Mysterious Re-Formatting when Pasting in Word

"Please leave a message at the beep, we will get back to you when your support contract expires."

Moderators: phlip, Moderators General, Prelates

User avatar
Jorpho
Posts: 6102
Joined: Wed Dec 12, 2007 5:31 am UTC
Location: Canada

Mysterious Re-Formatting when Pasting in Word

Postby Jorpho » Thu Aug 07, 2014 3:35 am UTC

The office recently switched from WordPerfect X to Word 2013. (Evidently it was time for it to go.) I've never been quite clear on exactly how Word mucks about with "styles", and the problem rears its ugly head again lately.
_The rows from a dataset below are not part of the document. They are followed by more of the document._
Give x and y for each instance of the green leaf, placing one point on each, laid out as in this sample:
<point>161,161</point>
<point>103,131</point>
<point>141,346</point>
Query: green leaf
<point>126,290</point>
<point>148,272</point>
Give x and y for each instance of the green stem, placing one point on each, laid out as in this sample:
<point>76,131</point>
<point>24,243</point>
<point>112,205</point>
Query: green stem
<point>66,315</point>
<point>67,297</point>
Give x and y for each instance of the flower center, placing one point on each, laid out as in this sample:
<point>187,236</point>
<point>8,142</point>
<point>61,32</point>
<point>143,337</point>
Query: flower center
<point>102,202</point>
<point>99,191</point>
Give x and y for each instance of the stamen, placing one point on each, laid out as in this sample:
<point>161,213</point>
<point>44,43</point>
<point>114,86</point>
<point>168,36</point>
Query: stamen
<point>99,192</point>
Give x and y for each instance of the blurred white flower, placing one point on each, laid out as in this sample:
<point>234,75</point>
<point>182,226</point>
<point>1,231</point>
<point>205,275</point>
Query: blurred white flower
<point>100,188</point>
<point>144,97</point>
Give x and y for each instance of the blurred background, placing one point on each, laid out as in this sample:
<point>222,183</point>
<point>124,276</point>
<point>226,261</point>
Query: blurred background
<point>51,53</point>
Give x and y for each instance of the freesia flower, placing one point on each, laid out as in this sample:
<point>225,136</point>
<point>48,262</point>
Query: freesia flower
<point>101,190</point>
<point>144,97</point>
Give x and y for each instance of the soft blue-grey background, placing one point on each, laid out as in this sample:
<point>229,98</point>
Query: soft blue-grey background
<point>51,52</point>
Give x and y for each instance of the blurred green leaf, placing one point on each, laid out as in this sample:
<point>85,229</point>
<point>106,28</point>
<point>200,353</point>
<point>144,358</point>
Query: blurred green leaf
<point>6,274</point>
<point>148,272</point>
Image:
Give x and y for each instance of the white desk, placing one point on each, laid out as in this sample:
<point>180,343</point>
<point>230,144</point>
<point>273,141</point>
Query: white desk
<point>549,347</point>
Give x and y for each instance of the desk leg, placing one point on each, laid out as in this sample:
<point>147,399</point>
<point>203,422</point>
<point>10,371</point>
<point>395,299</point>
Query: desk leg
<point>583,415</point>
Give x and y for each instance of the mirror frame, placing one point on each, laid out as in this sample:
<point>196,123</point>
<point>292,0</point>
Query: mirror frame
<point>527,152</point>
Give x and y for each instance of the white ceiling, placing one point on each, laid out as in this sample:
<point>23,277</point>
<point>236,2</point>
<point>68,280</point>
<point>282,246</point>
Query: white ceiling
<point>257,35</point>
Frequently, when pasting data from an old WordPerfect document into Word, paragraphs will re-format themselves in strange ways – sometimes, left-justification will become full-justification (even though the WordPerfect documents are left-justified), or the header will change completely.

I can of course get around the problem by using Paste Special to insert the text as unformatted text, or by changing Word's options to preserve the document's existing format when pasting, but often the text I'm pasting will have italicized words spread around, and I don't want to lose that formatting.

Is there some way of telling exactly what formatting data Word is going to pull out of pasted text, and somehow repress it?

KnightExemplar
Posts: 5489
Joined: Sun Dec 26, 2010 1:58 pm UTC

Re: Mysterious Re-Formatting when Pasting in Word

Postby KnightExemplar » Wed Aug 20, 2014 3:28 pm UTC

Jorpho wrote:The office recently switched from WordPerfect X to Word 2013. (Evidently it was time for it to go.) I've never been quite clear on exactly how Word mucks about with "styles", and the problem rears its ugly head again lately. Frequently, when pasting data from an old WordPerfect document into Word, paragraphs will re-format themselves in strange ways – sometimes, left-justification will become full-justification (even though the WordPerfect documents are left-justified), or the header will change completely.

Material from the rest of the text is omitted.